可以看到ListIterator支持了向前和向后遍历，同时还支持添加元素和修改当前元素的操作。

实现List接口的类有ArrayList和LinkedList。一个用数组实现，另一个用双向链表实现。除了这两个类外，还有早期开发的不再推荐使用的Vector和Stack类。

实现Set接口的类有HashSet、TreeSet和LinkedHashSet。
HashSet用散列的方式存储集合元素。它支持快速查找。放入HashSet的元素必须支持hashCode和equals方法。
LinkedHashSet可以达到HashSet一样的查找速度，同时内部维护了一个链表。当使用跌代器遍历LinkedHashSet时，遍历的顺序和元素插入的顺序一样。放入LinkedHashSet的元素同样需要支持hashCode。
TreeSet使用红黑树实现集合，它对内部元素排序。在遍历元素时按照由小到大的顺序。放入TreeSet的元素必须实现Comparable接口。TreeSet实现了SortedSet接口：

interface SortedSet<T> {
Comparator<? super T> comparator();
T first();
SortedSet<T> headSet(T toElement);
T last();
SortedSet<T> subSet(T fromElement, T toElement);
SortedSet<T> tailSet(T fromElement);
}

first方法返回集合中最小的元素。last返回最大的元素。headSet、subSet和tailSet返回子集。

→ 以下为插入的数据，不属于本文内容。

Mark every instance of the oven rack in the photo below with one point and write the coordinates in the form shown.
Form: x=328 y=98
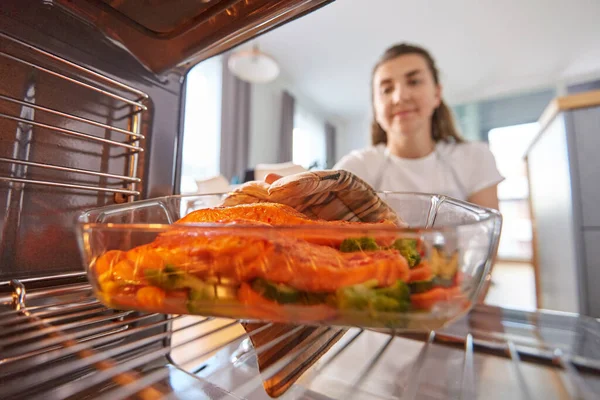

实现Queue接口的类有LinkedList和PriorityQueue。
其实LinkedList同时实现了List接口和Deque接口。Deque是双向队列：

interface Deque<T> extends Queue<T> {
void addFirst(T e);
void addLast(T e);
Iterator<T> descendingIterator();
T getFirst();
T getLast();
boolean offerFirst(T e);
boolean offerLast(T e);
T peekFirst();
T peekLast();
T pollFirst();
T pollLast();
T pop();
void push(T e);
T removeFirst();
boolean removeFirstOccurrence(Object o);
T removeLast();
boolean removeLastOccurrence(Object o);
}

PriorityQueue根据优先级确定下一个移出对列的元素。放入PriorityQueue的元素需要实现Comparable接口，最小的元素会先在队首。看下面的示例代码：

PriorityQueue<Integer> pq = new PriorityQueue<Integer>();
pq.offer(5);
pq.offer(13);
pq.offer(9);
pq.offer(12);
pq.offer(6);
while (!pq.isEmpty()) {
System.out.println(pq.poll()); // 5, 6, 9, 12, 13
}

接下来看看Map接口的定义：

interface Map<K, V> {
void clear();
boolean containsKey(Object key);
boolean containsValue(Object value);
Set<java.util.Map.Entry<K, V>> entrySet();
V get(Object key);
boolean isEmpty();
Set<K> keySet();
V put(K key, V value);
void putAll(Map<? extends K, ? extends V> m);
V remove(Object key);
int size();
Collection<V> values();
}

注意到entrySet方法返回一个Map.Enry的集合。Map.Entry也是一个接口：

interface Map.Entry<K, V> {
K getKey();
V getValue();
V setValue(V value);
}

还可以看到Map通过values方法转成一个Collection类型。

实现Map接口的类有HashMap、LinkedHashMap、TreeMap、WeakHashMap、ConcurrentHashMap和IdentityHashMap等。
其实可以把Map看成特殊的Collection。Collection里的元素是一个value而Map里的元素是一个键值对（Entry）。从这种角度看HashMap、LinkedHashMap和TreeMap与HashSet、LinkedHashSet和TreeSet其实大同小异。其中TreeMap同样也实现了一个SortedMap的接口，它和SortedSet很相似：

interface SortedMap<K,V> extends Map<K,V> {
Comparator<? super K> comparator();
K firstKey();
SortedMap<K, V> headMap(K toKey);
K lastKey();
SortedMap<K, V> subMap(K fromKey, K toKey);
SortedMap<K, V> tailMap(K fromKey);
}

WeakHashMap里的某个键如果没有在Map外被引用时，这个键会被垃圾回收器回收并且该键的条目会从Map中删除。这个键其实是一个弱引用，即它不会增加对所引用对象的计数。
ConcurrentHashMap是一种线程安全的Map，它不涉及同步加锁。
IdentityHashMap在比较键值时是调用“==”操作符，而不是对象的equals方法。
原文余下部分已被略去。